Kami bersyukur bisa mempertahankan eksistensi brand. Untuk menjaga eksistensi, kami harus punya jaringan yang baik dan berkolaborasi.
Ia juga menyarankan agar pengusaha atau perajin membuat baju pelindung baju. Pakaian itu serupa luaran modis untuk menutupi pakaian yang dikenakan. Baju pelindung baju menjadi semacam ”alat pelindung diri” bagi publik.
”Peluang itu selalu ada. Pengusaha tetap semangat dan tidak boleh putus asa. Pandemi jangan dipandang sebagai hal yang menyedihkan, tapi justru mendorong kita agar tetap kreatif,” kata Dewi.
Bisa bertahan
Menurut ekonom PT Bank Permata Tbk, Josua Pardede, perekonomian Indonesia dapat bertahan jika pelaku usaha mikro, kecil, dan menengah (UMKM) bisa bangkit. Sebab, kontribusi UMKM terhadap produk domestik bruto (PDB) nasional ialah 60,34 persen dan serapan tenaga kerjanya sekitar 97 persen dari total tenaga kerja.

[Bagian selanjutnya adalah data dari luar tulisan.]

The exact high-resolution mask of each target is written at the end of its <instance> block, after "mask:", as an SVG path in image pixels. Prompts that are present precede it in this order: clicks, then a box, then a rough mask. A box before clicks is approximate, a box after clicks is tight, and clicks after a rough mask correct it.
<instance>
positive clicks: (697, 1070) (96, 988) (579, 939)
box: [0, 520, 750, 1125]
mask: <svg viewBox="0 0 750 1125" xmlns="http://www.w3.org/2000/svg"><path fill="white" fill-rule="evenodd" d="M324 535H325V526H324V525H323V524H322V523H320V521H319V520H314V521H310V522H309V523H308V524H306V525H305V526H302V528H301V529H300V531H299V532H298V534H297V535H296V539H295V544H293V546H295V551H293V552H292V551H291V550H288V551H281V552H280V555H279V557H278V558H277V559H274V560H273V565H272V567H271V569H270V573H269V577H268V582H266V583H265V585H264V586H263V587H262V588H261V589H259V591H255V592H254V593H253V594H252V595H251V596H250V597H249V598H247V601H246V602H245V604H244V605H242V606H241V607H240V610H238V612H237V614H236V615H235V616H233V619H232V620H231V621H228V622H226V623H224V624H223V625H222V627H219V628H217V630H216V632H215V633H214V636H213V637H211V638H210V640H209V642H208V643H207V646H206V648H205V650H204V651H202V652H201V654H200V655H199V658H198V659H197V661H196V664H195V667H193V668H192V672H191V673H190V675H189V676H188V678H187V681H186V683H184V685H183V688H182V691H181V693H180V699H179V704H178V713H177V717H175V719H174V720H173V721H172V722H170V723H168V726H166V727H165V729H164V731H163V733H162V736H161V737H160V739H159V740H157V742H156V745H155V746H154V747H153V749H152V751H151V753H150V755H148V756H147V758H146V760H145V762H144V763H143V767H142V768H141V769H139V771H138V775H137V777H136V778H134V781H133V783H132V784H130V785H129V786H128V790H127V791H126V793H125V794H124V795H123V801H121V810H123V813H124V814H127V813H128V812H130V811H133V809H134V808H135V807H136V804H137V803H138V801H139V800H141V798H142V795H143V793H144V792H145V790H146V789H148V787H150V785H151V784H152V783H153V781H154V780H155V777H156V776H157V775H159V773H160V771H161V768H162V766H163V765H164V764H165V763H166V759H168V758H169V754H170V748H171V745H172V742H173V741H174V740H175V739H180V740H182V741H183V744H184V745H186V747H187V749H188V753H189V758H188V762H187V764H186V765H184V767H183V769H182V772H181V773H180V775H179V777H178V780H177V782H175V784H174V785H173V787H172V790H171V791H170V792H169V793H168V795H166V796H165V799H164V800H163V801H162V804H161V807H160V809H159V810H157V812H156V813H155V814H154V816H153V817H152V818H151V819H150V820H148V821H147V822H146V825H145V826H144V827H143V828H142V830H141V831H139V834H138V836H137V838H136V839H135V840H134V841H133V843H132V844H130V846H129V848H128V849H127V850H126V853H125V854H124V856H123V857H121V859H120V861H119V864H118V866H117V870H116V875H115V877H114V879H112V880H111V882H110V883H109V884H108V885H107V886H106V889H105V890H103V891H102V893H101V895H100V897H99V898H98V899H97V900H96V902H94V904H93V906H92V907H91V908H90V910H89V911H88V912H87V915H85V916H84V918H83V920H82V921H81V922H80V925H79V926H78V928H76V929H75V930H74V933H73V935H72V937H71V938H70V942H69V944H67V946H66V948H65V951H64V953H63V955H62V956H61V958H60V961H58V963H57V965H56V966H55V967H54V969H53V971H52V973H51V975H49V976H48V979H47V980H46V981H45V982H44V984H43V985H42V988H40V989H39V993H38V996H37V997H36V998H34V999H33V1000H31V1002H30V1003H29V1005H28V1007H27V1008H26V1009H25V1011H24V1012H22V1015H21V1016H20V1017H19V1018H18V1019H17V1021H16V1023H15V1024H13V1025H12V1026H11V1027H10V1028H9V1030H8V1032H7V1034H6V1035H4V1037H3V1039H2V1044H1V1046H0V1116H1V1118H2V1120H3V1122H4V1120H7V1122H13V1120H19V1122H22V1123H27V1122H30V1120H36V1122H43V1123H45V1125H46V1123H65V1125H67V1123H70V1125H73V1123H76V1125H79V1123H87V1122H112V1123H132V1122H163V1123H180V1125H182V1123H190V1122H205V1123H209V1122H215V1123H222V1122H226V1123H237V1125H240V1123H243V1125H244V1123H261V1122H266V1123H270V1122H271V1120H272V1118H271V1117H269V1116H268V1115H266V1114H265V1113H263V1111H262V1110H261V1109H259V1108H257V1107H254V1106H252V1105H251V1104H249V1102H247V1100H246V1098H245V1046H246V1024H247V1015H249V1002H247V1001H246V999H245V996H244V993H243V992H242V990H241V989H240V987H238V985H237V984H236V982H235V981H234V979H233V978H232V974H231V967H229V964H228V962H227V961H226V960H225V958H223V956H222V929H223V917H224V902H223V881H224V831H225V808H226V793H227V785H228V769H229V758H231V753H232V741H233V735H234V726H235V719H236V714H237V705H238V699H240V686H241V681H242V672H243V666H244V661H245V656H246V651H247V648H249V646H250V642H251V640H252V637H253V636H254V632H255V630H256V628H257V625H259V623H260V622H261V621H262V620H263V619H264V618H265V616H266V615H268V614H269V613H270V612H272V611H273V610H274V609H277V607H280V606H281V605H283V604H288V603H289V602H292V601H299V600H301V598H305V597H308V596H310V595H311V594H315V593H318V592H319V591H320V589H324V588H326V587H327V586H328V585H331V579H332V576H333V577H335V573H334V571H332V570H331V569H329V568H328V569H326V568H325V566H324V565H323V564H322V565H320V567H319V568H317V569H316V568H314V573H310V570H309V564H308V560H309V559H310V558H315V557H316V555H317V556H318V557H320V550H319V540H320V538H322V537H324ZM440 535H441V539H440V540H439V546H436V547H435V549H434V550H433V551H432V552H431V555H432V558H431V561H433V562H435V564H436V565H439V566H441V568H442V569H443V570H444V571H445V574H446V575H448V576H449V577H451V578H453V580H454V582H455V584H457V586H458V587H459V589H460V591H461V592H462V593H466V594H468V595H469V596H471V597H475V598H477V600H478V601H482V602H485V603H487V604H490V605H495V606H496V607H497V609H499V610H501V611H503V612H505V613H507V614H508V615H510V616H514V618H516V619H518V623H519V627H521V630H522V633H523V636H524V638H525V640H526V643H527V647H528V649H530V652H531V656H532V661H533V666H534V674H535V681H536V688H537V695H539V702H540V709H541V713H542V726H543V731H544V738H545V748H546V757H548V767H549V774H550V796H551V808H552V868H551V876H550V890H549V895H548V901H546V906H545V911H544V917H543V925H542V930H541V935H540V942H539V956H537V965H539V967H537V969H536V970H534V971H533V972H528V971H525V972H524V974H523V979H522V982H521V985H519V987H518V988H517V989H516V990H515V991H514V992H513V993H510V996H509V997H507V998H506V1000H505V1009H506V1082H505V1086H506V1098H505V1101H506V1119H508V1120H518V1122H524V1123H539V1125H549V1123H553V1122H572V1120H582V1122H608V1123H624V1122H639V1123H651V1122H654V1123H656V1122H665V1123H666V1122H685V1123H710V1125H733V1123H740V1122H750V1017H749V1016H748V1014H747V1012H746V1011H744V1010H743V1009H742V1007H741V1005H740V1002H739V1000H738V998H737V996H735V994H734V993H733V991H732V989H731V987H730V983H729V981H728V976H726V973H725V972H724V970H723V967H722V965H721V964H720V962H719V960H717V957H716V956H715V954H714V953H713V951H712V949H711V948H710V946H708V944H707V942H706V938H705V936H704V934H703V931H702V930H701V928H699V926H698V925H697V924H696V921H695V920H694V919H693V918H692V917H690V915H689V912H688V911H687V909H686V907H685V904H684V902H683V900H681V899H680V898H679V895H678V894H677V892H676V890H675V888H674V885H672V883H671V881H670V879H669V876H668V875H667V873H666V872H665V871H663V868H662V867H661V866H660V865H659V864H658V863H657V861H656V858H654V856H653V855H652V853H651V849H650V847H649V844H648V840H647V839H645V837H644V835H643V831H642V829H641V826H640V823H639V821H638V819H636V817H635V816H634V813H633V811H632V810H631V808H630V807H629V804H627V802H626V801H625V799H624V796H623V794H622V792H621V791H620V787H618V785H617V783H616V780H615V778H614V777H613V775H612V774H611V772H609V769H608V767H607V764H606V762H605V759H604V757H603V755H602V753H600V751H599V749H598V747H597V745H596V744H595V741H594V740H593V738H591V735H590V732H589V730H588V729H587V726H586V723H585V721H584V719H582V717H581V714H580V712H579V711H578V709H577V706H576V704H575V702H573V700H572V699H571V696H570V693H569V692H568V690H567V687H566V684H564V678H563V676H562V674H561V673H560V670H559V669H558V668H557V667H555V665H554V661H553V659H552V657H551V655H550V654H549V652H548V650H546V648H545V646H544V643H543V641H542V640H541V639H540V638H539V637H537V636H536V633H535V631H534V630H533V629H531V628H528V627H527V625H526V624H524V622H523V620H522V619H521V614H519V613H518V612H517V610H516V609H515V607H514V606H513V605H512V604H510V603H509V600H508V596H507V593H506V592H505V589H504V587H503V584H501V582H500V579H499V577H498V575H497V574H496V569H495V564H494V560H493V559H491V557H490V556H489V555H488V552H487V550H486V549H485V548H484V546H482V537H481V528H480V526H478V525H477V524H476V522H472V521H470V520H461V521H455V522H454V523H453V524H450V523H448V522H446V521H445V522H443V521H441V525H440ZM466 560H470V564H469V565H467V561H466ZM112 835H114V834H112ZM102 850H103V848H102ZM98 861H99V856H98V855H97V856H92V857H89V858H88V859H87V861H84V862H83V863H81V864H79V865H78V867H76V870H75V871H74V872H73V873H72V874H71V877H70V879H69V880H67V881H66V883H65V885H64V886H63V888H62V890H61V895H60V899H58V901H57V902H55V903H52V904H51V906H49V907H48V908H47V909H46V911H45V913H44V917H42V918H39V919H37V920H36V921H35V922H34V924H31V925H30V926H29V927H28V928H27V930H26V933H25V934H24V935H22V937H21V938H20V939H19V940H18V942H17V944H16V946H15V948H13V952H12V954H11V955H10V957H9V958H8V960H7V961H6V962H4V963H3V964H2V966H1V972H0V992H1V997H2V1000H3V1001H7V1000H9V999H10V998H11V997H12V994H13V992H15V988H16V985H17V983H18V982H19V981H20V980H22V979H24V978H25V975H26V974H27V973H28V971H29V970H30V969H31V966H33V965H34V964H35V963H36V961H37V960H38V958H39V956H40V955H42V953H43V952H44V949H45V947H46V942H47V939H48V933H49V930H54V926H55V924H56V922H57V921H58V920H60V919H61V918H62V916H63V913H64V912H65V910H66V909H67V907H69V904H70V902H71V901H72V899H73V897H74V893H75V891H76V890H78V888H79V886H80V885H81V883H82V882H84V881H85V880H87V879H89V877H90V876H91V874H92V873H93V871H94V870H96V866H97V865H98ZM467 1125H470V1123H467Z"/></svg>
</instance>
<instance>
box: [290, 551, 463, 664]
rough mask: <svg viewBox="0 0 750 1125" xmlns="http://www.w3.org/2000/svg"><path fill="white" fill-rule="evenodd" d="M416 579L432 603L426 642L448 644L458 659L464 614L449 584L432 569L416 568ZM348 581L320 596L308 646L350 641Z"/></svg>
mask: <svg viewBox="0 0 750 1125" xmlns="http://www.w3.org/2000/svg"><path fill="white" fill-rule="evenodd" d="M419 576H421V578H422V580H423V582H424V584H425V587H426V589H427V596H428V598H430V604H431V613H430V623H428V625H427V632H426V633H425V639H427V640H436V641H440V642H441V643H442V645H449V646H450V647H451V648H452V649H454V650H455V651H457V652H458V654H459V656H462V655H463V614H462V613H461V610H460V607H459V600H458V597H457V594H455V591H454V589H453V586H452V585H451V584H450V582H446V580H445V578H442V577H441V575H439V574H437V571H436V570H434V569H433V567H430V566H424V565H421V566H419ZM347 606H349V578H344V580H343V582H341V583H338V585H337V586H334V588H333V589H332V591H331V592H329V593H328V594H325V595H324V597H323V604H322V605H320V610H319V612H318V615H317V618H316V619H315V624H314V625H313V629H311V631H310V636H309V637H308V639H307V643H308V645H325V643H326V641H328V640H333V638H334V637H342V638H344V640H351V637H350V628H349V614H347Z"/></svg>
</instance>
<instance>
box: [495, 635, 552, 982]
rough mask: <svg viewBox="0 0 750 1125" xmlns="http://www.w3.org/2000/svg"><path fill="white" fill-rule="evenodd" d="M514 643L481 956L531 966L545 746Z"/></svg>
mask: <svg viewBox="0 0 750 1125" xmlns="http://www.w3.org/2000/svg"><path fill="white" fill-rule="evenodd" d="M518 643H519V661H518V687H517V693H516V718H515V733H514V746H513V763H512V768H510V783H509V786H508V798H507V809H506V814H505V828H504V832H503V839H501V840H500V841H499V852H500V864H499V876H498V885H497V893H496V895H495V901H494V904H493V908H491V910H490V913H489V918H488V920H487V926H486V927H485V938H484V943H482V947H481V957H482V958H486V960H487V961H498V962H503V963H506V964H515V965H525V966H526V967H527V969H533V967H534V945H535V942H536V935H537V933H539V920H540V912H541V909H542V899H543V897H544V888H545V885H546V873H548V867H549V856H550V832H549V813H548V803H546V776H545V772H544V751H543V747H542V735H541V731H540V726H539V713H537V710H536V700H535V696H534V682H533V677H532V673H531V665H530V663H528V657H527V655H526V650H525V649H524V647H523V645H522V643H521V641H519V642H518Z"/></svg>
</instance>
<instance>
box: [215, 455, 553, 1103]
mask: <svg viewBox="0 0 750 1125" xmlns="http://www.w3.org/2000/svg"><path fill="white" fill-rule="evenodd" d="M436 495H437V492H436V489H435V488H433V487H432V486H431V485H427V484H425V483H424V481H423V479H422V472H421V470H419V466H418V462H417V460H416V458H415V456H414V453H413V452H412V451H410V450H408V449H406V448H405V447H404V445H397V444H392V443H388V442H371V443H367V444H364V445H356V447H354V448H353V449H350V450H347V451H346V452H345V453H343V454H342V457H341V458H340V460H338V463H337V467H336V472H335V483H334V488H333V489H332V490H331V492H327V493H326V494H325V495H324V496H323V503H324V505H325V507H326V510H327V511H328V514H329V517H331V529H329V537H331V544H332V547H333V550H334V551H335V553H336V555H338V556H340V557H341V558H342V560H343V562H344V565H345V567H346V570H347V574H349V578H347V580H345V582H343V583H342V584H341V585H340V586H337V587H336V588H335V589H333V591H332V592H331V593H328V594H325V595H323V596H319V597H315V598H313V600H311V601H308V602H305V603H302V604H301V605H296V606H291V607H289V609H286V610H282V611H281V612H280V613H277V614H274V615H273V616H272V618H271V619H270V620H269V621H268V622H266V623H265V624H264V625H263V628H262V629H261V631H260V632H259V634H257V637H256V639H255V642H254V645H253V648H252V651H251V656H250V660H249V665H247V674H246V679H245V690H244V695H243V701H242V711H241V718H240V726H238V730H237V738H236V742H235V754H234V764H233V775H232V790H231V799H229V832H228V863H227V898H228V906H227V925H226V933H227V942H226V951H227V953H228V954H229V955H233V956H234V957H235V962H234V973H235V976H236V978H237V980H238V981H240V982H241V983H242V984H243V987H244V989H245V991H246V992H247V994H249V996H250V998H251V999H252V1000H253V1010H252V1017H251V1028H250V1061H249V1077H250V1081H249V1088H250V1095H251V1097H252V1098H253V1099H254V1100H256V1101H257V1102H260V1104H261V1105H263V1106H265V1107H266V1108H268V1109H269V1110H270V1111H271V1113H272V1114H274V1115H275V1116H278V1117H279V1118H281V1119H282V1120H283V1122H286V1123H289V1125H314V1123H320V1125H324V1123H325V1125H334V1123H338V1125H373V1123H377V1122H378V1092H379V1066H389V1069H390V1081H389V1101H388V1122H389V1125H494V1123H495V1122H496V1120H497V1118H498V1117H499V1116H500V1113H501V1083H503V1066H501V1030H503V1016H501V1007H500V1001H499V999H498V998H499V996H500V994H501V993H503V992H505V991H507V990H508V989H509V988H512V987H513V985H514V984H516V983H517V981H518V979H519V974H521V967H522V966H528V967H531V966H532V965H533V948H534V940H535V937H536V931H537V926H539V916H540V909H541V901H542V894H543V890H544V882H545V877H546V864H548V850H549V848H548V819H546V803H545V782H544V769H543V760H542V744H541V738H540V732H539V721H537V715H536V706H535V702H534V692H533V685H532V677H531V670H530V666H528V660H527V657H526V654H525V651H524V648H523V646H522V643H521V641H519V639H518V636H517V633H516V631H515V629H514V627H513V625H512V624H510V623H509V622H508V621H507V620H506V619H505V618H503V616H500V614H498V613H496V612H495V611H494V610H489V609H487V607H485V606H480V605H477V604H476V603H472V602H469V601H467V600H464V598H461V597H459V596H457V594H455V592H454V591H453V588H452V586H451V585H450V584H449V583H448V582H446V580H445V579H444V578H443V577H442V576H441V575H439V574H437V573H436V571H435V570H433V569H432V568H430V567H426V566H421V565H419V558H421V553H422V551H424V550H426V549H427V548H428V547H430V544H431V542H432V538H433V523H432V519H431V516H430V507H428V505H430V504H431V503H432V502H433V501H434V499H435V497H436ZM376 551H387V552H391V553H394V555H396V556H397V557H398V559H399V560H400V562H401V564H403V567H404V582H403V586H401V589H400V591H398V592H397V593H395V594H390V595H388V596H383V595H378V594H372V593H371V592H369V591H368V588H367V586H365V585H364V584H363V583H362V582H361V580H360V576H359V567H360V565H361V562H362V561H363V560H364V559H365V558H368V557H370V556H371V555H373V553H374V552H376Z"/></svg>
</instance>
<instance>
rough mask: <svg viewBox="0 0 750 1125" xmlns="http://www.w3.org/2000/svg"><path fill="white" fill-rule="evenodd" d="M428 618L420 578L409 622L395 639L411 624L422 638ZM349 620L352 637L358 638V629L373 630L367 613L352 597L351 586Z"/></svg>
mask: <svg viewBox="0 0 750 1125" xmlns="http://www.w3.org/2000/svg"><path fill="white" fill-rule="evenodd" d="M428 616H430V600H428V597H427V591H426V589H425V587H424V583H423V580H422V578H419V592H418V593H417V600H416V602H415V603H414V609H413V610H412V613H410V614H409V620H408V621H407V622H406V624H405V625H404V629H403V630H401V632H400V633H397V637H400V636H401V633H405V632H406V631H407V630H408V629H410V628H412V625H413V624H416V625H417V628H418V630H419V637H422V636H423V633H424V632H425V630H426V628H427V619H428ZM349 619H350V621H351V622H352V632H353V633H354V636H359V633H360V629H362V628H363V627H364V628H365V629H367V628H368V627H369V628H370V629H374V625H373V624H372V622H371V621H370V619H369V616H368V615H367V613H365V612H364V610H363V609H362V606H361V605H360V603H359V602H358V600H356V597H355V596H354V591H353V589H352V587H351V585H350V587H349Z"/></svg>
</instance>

Bantuan pemerintah berupa restrukturisasi kredit, subsidi bunga, dan bantuan modal kerja dinilai sudah tepat. Begitu pula dengan program dana pemulihan ekonomi nasional yang mencapai Rp 123,46 triliun. Namun, pemerintah perlu memastikan dana tersebut terserap dengan baik.
Kementerian Keuangan mencatat, program subsidi bunga dan penempatan dana untuk restrukturisasi yang belum berjalan menyebabkan penyerapan stimulus PEN untuk UMKM masih rendah, yakni 0,06 persen dari total anggaran. Kondisi ini terkendala kesiapan regulasi, data, dan infrastruktur teknologi informasi untuk mendukung operasionalisasi (Kompas.id, 20/6/2020).
”Perlu koordinasi Kementerian Koperasi dan UKM, Otoritas Jasa Keuangan, Kementerian Keuangan, serta perbankan untuk itu. Sistem data UMKM yang memadai juga penting agar penyerahan insentif ini efektif. Apabila serapan dana optimal, harapan UMKM bangkit lebih cepat bisa dicapai,” kata Josua.